Rebanho religioso
Matéria publicada nos jornais O DIA SP e O ANÁPOLIS (GO) 4.10.12
Há clichês repetidos como se fossem verdades absolutas.
Um deles é: “religião, futebol e política não se discute”. Será? Entre pessoas agressivas
e sem educação até pode ser assim. Mas qualquer tema pode ser debatido, basta gentileza
e inteligência. Já misturar certos temas sempre foi fonte de tragédia na
história da humanidade. Religião e política é uma mistura assim, ruim e
atrasada, sempre geradora de fundamentalismos. Se a religião prega, ou deveria
pregar, ética, harmonia, tolerância, amor e paz; a política tem como credo coisas
bem antagônicas a isso como disputas aguerridas, luta por poder, implementação
de ideologias com derrota de adversários etc.

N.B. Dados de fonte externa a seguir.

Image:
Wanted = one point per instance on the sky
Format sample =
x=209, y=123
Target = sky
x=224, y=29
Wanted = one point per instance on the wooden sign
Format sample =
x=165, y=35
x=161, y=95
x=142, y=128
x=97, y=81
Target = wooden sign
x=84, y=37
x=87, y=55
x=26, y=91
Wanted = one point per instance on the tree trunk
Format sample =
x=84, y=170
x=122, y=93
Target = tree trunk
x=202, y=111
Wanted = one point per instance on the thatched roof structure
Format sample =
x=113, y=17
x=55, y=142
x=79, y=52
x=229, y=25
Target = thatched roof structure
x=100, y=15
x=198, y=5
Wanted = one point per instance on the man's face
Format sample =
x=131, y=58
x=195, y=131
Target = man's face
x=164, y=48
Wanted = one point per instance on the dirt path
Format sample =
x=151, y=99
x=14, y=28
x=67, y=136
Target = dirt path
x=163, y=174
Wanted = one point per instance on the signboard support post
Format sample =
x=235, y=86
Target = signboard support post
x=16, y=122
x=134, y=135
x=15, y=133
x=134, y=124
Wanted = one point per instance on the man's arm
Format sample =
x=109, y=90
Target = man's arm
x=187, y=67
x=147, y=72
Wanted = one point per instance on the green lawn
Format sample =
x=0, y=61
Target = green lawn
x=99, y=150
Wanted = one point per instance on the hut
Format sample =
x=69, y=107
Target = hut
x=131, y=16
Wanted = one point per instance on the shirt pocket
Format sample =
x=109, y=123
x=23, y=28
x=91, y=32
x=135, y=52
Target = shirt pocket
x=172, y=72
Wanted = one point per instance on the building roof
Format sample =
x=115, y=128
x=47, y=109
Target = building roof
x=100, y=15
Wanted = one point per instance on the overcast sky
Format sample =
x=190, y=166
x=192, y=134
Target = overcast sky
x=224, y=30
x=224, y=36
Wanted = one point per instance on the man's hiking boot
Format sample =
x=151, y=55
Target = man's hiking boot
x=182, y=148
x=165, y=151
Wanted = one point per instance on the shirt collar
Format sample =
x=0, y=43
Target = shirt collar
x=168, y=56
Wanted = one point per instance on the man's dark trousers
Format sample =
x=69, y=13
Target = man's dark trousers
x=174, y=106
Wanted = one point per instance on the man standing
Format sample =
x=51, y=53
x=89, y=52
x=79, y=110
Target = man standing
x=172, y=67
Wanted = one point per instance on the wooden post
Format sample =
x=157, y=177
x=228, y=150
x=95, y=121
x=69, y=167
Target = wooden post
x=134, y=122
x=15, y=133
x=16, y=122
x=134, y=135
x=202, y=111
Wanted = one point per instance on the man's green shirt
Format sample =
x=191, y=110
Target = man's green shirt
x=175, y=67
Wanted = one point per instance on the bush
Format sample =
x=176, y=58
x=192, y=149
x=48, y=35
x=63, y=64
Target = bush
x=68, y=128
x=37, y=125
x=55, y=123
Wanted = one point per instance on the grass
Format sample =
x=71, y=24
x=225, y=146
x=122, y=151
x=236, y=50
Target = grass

Não é por outra razão que todos
os países considerados avançados não têm religião oficial. Uma religião,
qualquer que seja, com pretensões políticas se desnuda, tira a fantasia num
descarado “projeto de conquista política”, o que é pernicioso por si só. Deveria
haver uma proibição de a religião pretender, enquanto representação religiosa,
obter cargos públicos, eleitos etc. O Estado é laico e essa imposição é
constitucional. O que justifica uma “bancada religiosa” em qualquer dos Poderes
do Estado? Nem Fernandinho Beira Mar é mais suspeito que isso.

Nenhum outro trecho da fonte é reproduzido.